Monday, July 8, 2013

Competitive Roundup (Part 5)

Introduction

There are so many tournaments going on at the same time that it can get overwhelming trying to keep up with them. In this series of blog posts, I will share matches which I have found notable and worth watching in the past week or two.

This week I only have one match to share: I watched a lot of matches, most of them weren't good / interesting enough to post here.

Tongfu vs Na'Vi

  vs  

Tournament:  Alienware Cup (Upper Bracket Round 2)
Teams: Tongfu versus Na'vi
Stream: Beyond The Summit

I have not yet featured Tongfu in this series - they are a strong team, placing 7th in 2012 Internationals, and recently winning the Dota2 Super League.

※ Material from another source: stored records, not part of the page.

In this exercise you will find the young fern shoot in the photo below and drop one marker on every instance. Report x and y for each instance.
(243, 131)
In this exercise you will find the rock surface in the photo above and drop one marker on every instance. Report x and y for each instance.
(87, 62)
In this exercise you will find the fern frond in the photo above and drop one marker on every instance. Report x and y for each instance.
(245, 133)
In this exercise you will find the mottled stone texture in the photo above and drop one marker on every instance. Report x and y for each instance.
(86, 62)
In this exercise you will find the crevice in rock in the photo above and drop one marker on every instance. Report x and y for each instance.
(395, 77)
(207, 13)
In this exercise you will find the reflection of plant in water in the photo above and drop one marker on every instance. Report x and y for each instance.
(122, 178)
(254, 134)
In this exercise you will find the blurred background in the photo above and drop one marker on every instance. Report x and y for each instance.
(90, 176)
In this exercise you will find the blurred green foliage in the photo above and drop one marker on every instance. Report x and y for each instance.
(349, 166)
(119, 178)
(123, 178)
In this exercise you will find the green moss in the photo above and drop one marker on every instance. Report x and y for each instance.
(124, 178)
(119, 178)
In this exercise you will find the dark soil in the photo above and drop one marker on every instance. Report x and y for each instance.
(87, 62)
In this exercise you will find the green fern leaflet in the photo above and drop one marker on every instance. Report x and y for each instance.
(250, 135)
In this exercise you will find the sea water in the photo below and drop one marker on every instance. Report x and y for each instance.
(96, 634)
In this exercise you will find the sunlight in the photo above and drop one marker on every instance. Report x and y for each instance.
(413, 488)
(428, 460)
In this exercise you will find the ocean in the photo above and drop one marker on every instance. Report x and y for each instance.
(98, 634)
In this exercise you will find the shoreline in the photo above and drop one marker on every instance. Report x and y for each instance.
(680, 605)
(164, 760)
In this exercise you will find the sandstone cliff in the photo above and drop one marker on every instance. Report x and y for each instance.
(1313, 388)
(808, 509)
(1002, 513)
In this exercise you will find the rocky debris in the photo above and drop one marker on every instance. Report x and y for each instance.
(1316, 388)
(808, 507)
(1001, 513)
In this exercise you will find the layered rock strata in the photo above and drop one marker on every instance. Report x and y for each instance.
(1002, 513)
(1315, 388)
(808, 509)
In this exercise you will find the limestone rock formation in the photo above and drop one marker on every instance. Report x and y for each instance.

This game between Tongfu and Na'vi is well worth watching despite it going on for a full hour - plenty of turnarounds and comebacks, with Tongfu at one point holding an over 10k gold advantage over Na'vi. Two Aegis steals, supports turning into carries, plenty of excitement to go around. There was one fight which forced 7 instant buybacks and just kept going, heroes dying and streaming back into the fight.



Nexon Starter League

Part of the reason I haven't seen many games worth watching is that I have been watching the Korean stream of the Nexon Starter League which opened on the weekend - it's run by GOMTV, a professional broadcaster who has a lot of experience running the Starcraft 2 scene in Korea. Some matches are uploaded here but you really had to watch it live with the English comment stream trying to translate the Korean casters in real time. Totally impressed by the random CGI DOTA2 opening they made up for it. None of the games are particularly good (the Korean teams in general just starting to pick up DOTA2 so their skill level isn't world class yet, and all the casting is in Korean so good luck understanding anything) but the production value is great, the studio is awesome, the teams have uniforms, the casters wear ties and inject so much energy into the game even though you have no idea what they're saying. Even Nada showed up to watch! And goodness, the customized advertisements that ran in between games were so funny. The team names are hilarious (Bird Gang, Tiger Power, Best Magic Skill) and in particular one player is called Jesus Stick. It's probably just the Korean culture we don't understand, good memories of the first GOMTV GSL match finals between Fruit Seller and Hope Torture, where his mom actually featured on stage after the match during the prize giving ceremony telling everyone how her son was such a good boy.